评论- Answer 1 for Weaknesses and Questions

2024-11-20

Thank you for recognizing our work. We will address your questions below.

W1: Thank you for raising questions about the accuracy of our paper's contributions. We believe our core innovation lies in proposing a fundamentally different paradigm for direct modeling of higher-order structures. While models like QuinNet and ViSNet indeed introduced four or even five-atom interactions to enhance model expressiveness and accuracy, these methods essentially still focus on local representations of atomic nodes and chemical bonds, implicitly capturing higher-order features through complex combinatorial operations between atom-level tokens. In contrast, our approach directly transforms higher-order graph structures into independent token representations, enabling the model to directly learn and represent structural patterns in molecules, which is crucial for model interpretability and effective utilization of expert prior knowledge.
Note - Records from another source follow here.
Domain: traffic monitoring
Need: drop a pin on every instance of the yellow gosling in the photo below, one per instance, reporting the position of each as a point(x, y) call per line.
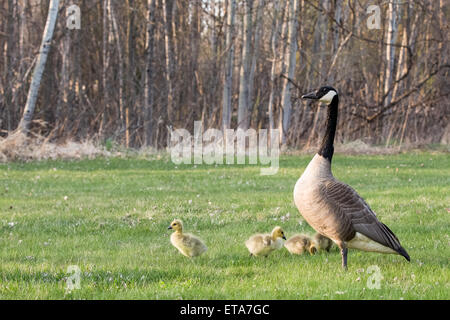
point(264, 244)
point(188, 244)
point(299, 244)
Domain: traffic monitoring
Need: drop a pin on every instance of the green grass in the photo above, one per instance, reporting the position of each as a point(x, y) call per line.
point(110, 217)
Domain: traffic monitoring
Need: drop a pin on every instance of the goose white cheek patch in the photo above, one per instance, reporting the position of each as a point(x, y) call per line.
point(328, 97)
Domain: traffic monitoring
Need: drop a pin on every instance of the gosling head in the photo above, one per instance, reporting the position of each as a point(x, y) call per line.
point(277, 232)
point(324, 94)
point(176, 225)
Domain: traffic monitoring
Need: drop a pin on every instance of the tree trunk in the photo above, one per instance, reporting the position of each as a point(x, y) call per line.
point(168, 44)
point(245, 66)
point(274, 46)
point(149, 75)
point(28, 112)
point(228, 85)
point(292, 57)
point(391, 38)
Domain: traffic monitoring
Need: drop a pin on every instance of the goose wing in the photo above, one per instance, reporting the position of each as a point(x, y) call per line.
point(345, 201)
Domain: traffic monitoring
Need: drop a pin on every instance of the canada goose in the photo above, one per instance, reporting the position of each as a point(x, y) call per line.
point(333, 208)
point(300, 244)
point(188, 244)
point(264, 244)
point(320, 242)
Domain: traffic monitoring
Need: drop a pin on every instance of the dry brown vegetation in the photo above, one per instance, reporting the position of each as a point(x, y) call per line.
point(140, 67)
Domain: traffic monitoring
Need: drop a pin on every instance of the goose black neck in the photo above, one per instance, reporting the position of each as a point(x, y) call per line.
point(326, 148)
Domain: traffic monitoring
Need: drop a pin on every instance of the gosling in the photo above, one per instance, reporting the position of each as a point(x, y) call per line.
point(321, 242)
point(188, 244)
point(264, 244)
point(300, 244)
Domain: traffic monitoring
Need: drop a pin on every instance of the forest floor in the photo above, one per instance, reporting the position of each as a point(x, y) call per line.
point(104, 221)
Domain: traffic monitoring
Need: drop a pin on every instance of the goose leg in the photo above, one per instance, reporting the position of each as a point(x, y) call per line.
point(344, 251)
From an information propagation perspective, in traditional methods, higher-order structural information (such as four-body and five-body interactions) must propagate gradually along the graph topology, creating significant information bottlenecks. As TGT research points out, even information exchange between adjacent embeddings is restricted. Our method, through direct structural token representation, not only avoids this bottleneck but also enables efficient access and utilization of these key higher-order information by all graph nodes, providing a more effective framework for learning molecular structural information.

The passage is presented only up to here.